How to Use MiniCPM-o 4_5

  1. Choose an inference path based on your hardware: PyTorch on an NVIDIA GPU for straightforward acceleration, or an end-side option such as llama.cpp/Ollama for CPU inference.
  2. Start from the provided demos: the page states there are open-sourced web demos that provide the full-duplex multimodal live streaming experience on local devices (e.g., GPUs/PCs such as a MacBook).
  3. Run inference using one of the supported backends (vLLM, SGLang, quantized GGUF/int4, or FlagOS plugin) depending on whether you prioritize throughput, memory efficiency, or compact deployment.

Use Cases

  • Full-duplex live tutoring or assistance on a phone/workstation: Use continuous audio/video input to support conversational, real-time responses that include both text and spoken output.
  • Live meeting or studio-style commentary: Monitor ongoing scenes and trigger proactive comments or reminders without waiting for purely reactive turn-taking.
  • Bilingual customer support with voice personalization: Enable real-time English/Chinese speech conversation and configure speech voices; optionally use voice cloning/role play when appropriate.
  • Document capture and parsing in real time: Feed high-resolution images to perform end-to-end English document parsing, aiming for structured outputs from documents rather than OCR-only workflows.
  • Multilingual scene understanding: Use the model’s stated >30-language capability to handle multilingual instructions or responses alongside visual inputs.

FAQ

  • What modalities does MiniCPM-o 4_5 support? The page describes support for vision (images/video), speech (bilingual real-time conversation), and text, with full-duplex live streaming where outputs can be generated concurrently with incoming streams.

  • Can it generate speech while it’s still receiving new audio/video? Yes. The model’s full-duplex streaming mechanism is described as processing input streams simultaneously while generating concurrent text and speech outputs without mutual blocking.
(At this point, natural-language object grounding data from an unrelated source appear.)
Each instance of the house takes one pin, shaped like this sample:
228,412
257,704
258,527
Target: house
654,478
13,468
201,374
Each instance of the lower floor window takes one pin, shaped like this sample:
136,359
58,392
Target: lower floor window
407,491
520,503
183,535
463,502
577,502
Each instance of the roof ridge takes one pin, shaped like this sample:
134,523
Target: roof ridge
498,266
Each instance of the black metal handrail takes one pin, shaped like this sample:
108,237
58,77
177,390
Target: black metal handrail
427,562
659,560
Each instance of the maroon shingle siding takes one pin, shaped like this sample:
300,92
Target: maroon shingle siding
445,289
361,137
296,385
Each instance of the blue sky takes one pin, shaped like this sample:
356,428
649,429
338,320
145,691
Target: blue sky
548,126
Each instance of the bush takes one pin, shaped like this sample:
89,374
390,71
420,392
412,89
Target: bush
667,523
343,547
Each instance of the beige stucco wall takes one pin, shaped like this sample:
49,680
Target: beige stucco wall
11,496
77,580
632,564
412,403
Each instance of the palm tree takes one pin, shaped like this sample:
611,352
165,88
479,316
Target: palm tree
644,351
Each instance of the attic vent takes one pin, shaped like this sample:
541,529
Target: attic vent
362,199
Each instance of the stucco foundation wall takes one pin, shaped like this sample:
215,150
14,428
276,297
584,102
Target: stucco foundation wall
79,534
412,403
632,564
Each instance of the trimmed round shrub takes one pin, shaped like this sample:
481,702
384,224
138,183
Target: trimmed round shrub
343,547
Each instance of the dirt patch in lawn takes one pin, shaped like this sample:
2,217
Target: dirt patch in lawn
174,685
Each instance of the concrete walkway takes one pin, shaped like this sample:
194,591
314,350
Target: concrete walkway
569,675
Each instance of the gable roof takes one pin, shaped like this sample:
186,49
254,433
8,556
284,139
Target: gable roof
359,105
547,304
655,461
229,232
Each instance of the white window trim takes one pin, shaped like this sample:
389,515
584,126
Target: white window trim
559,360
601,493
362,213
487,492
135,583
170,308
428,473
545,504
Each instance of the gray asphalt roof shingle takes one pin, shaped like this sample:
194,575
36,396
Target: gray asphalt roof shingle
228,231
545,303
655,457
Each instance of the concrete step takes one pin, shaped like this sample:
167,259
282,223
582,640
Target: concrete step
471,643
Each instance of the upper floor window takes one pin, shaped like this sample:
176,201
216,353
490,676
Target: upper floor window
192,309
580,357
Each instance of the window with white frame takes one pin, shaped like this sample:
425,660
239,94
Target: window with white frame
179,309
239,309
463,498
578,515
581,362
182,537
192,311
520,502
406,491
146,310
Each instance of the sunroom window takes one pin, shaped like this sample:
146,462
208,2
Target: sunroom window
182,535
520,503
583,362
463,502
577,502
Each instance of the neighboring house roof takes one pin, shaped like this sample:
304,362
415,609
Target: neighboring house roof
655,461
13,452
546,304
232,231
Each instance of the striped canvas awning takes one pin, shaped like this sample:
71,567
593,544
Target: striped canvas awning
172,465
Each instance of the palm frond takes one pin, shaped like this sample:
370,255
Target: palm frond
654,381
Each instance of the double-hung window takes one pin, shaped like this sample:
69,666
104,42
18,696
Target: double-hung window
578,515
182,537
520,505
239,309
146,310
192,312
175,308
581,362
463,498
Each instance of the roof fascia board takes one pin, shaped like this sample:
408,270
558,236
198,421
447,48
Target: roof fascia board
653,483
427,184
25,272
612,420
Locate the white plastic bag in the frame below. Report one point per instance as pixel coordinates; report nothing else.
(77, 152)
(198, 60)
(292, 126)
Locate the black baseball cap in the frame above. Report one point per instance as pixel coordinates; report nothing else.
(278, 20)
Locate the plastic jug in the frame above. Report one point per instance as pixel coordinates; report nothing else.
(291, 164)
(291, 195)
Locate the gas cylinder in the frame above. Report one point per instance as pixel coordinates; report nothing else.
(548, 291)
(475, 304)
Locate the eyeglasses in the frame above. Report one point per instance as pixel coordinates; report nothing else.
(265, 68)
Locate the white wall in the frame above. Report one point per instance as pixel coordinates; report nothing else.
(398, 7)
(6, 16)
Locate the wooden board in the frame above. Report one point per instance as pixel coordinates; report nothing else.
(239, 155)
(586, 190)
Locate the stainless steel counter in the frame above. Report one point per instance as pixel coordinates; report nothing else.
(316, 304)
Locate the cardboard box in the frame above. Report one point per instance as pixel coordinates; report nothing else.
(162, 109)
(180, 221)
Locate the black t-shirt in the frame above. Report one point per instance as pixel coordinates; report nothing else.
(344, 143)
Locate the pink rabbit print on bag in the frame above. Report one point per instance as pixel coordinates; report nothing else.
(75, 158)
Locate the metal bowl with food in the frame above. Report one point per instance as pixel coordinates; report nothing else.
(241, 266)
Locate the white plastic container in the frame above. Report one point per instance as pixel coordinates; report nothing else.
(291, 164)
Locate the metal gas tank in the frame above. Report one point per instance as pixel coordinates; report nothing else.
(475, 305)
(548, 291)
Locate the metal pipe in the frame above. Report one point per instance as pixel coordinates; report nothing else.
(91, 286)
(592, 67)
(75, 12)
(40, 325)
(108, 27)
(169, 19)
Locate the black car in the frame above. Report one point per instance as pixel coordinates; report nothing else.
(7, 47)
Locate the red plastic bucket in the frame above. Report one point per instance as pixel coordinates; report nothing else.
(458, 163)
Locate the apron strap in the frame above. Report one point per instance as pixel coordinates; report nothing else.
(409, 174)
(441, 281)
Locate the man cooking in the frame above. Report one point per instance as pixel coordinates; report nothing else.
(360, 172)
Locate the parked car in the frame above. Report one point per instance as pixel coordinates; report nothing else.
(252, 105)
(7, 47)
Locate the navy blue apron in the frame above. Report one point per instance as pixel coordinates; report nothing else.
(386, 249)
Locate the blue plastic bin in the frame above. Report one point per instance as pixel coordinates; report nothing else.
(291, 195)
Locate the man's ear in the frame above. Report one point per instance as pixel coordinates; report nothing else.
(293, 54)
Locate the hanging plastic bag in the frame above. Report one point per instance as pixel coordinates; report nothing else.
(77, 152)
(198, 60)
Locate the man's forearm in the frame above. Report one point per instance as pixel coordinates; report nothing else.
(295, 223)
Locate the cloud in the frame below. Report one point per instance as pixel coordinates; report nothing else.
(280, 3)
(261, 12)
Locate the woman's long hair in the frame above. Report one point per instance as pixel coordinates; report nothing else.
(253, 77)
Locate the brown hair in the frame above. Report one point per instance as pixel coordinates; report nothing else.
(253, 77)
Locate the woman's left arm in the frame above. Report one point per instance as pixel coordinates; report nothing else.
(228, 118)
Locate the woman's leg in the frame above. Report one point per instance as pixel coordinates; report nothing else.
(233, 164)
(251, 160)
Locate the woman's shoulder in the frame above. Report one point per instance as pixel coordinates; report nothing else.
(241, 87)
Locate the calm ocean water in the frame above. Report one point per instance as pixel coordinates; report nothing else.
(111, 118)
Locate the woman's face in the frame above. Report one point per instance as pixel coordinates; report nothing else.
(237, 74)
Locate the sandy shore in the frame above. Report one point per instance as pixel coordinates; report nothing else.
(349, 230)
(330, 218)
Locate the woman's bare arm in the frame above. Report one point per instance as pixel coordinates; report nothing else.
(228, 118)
  • Does MiniCPM-o 4_5 include voice customization? Yes. It supports configurable voices for English/Chinese and includes voice cloning and role play using a reference audio clip during inference.

  • What hardware options are supported for running the model locally? The page lists PyTorch inference on NVIDIA GPUs, CPU inference via llama.cpp and Ollama, quantized int4 GGUF variants, and serving/inference frameworks including vLLM and SGLang, plus FlagOS for multi-chip backends.

  • What kinds of visual inputs can it handle? It supports high-resolution images up to 1.8 million pixels and high-FPS videos up to 10fps in any aspect ratio, as stated on the page.

Alternatives

  • Other multimodal streaming/real-time LLM systems: Instead of a full-duplex omni-modal model, some solutions use separate pipelines (e.g., vision-to-text + ASR + TTS). These differ by workflow: they may not provide the same end-to-end, concurrent input/output streaming behavior described here.
  • Speech-focused assistants without unified vision streaming: Speech-first voice assistants can handle real-time conversations, but may not combine continuous vision input with concurrent speech/text outputs in the same end-to-end way.
  • Local OCR/document parsing toolchains: For document parsing tasks, dedicated OCR/document extraction tools may be more specialized; however, they typically focus on text extraction rather than the broader omni-modal live interaction (vision + speech + proactive behavior).